Not bashing the 2.5L or the model your wife bought. We actually started off saying the EXACT same things you did when we walked into the store. Our dealer had a yellow car for the SAME sticker price that was loaded with navigation. And we almost bought that one. But when I did my research I came to realize I can retrofit things like navigation if I wanted to --- you can't change the IRS/motor/trans easily. The only item I'd miss are the steering controls, but as my wife's prior car didn't have those to begin with, she can't miss something she's never really had. 

Happy motoring! :beer::thumbup:


----------



## Shaka (May 20, 2001)

silverspeedbuggy said:


> That house in the background: he has a Q7, she's got either an A4 or CTS.
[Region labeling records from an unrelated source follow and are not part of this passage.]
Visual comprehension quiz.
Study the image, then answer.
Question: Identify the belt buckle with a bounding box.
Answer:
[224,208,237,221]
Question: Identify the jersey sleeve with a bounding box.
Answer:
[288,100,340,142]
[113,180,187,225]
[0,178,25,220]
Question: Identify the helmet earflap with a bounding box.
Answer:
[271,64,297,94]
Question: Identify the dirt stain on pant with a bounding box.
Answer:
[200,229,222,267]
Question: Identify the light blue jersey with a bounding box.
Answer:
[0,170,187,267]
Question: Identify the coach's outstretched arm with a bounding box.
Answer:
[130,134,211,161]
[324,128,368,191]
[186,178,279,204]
Yes, his name starts with an "A" (I'll leave it at that for privacy). Know him for sure! He still has the Q7, his wife a white Benz now (C300). Too funny that you know them!! Small world....


----------



## Cadenza_7o (Jan 23, 2001)

Nice Bug! Congrats!! 

With regards to the Fender system...

For the short time I sampled it at the dealer, I was not impressed with the sound quality compared to the HK in my Mini. Fender definitely has a stronger amp, more speakers... so it can go louder but sound quality isn't quite there. I wonder why VW is working with Dynaudio and Fender simultaneously.


----------



## IHC (Aug 15, 2011)

VW did put discs on the 2.5 rear beam, at least ours has them.


----------



## Shaka (May 20, 2001)

IHC said:


> VW did put discs on the 2.5 rear beam, at least ours has them.
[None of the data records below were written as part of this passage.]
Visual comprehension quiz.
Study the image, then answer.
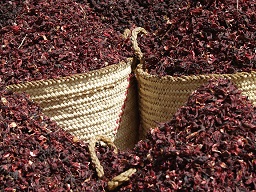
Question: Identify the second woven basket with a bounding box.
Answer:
[8,58,138,149]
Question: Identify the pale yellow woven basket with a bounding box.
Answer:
[8,58,138,148]
[133,28,256,139]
Okay. So did our 2006 Jetta. I know, however, that the newer 2012 Jetta has been cheapened up to have rear discs at least on the base model. Wasn't sure what the Beetle was -- and I couldn't recall what was on the one at our dealer. I just knew I wanted the IRS. Anyhow, I'm sure both our wives will be rejoicing in their cars, regardless of what we, their husbands, think they should (or should not) have gotten LOL !! :beer:


----------



## Shaka (May 20, 2001)

Cadenza_7o said:


> With regards to the Fender system... For the short time I sampled it at the dealer, I was not impressed with the sound quality compared to the HK in my Mini. Fender definitely has a stronger amp, more speakers... so it can go louder but sound quality isn't quite there. I wonder why VW is working with Dynaudio and Fender simultaneously.
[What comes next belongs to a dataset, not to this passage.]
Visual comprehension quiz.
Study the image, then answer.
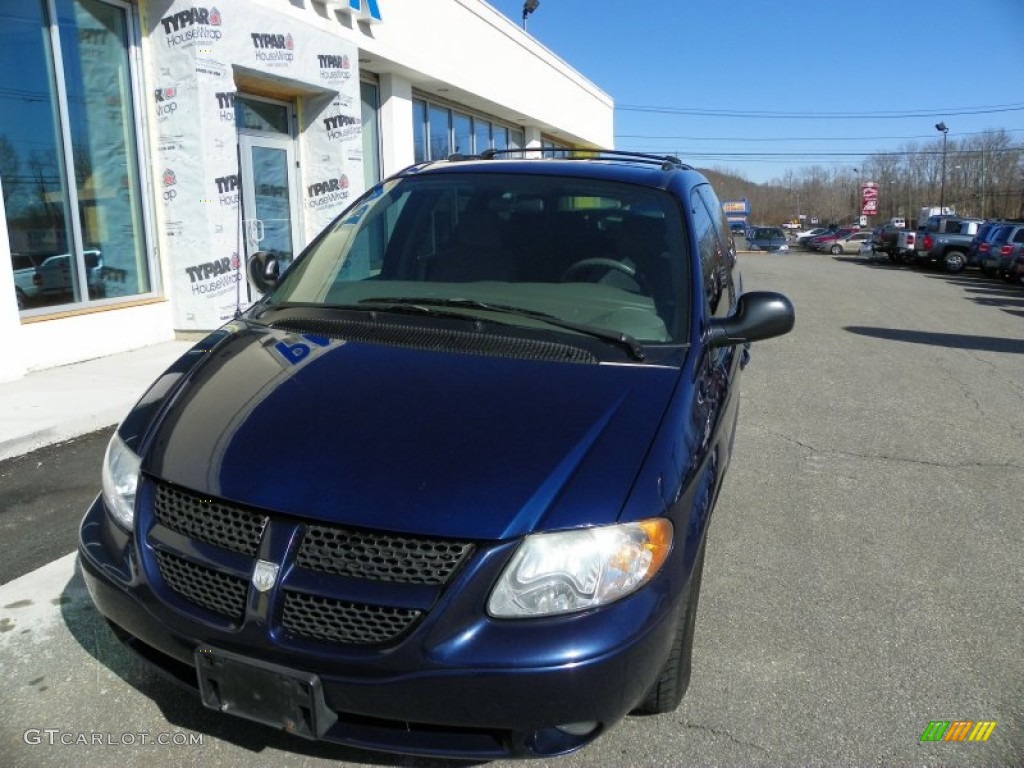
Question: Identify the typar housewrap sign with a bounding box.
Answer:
[144,0,362,330]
Agreed. Kind of like the old Audi BOSE system which was real junk, too. I'm not sure what VW is thinking, especially since the Dynaudio stuff is SO amazing and crisp sounding. Oh well... they probably got a better deal and figured it would be a nice way to advertise. I must say the Fender stuff "looks" cool in the car, tho...


----------



## IHC (Aug 15, 2011)

At this point in my life my ears are so bad that every sound system sounds about the same. What I liked was the fact that no body panels rattle with the sound cranked way up. Was worried about that after reading about the early last generation Jettas rattles from various panels surrounding the speakers. Wife did get mad when I cranked the volume all the up to test for rattles in her car.:laugh:


----------



## Spasoje (Aug 14, 2011)

Nice story!  

I read an interview with one of VW's PR people, who said that the reason for breaking the deal with Dynaudio was b/c the name is not very well-known... Having a Volvo with the Dynaudio system, I'd say that was a bad move on VW's part. :screwy:


----------



## dk601h (Jul 5, 2011)

Shaka said:


> While your comments make sense, a few things to have considered:
> 
> #1 -* Navigation
> The 2.5 only gets the RNS-310, which is a decent nav, but nowhere near as good as the RNS-510. Personally between a RNS-310 or a Garmin I'd rather have the latter. Plus, the wife has a Google smartphone, so she prefers to use Google Maps anyhow. That was her $0.02 on the nav thing..*
> ...


----------



## Shaka (May 20, 2001)

dk601h said:


> Where i agree that maybe the navigation portion isnt the best, its the other things bundled into it that the garmin cannot touch that i love, aka phone, clear screen, actual responsive screen in cold or hot weather, etc.!
> 
> Deffinately better than the dynaudio in my GTI. Is the tiguans different? BEcauase this one has a much better result when tweaked than the dynaudio.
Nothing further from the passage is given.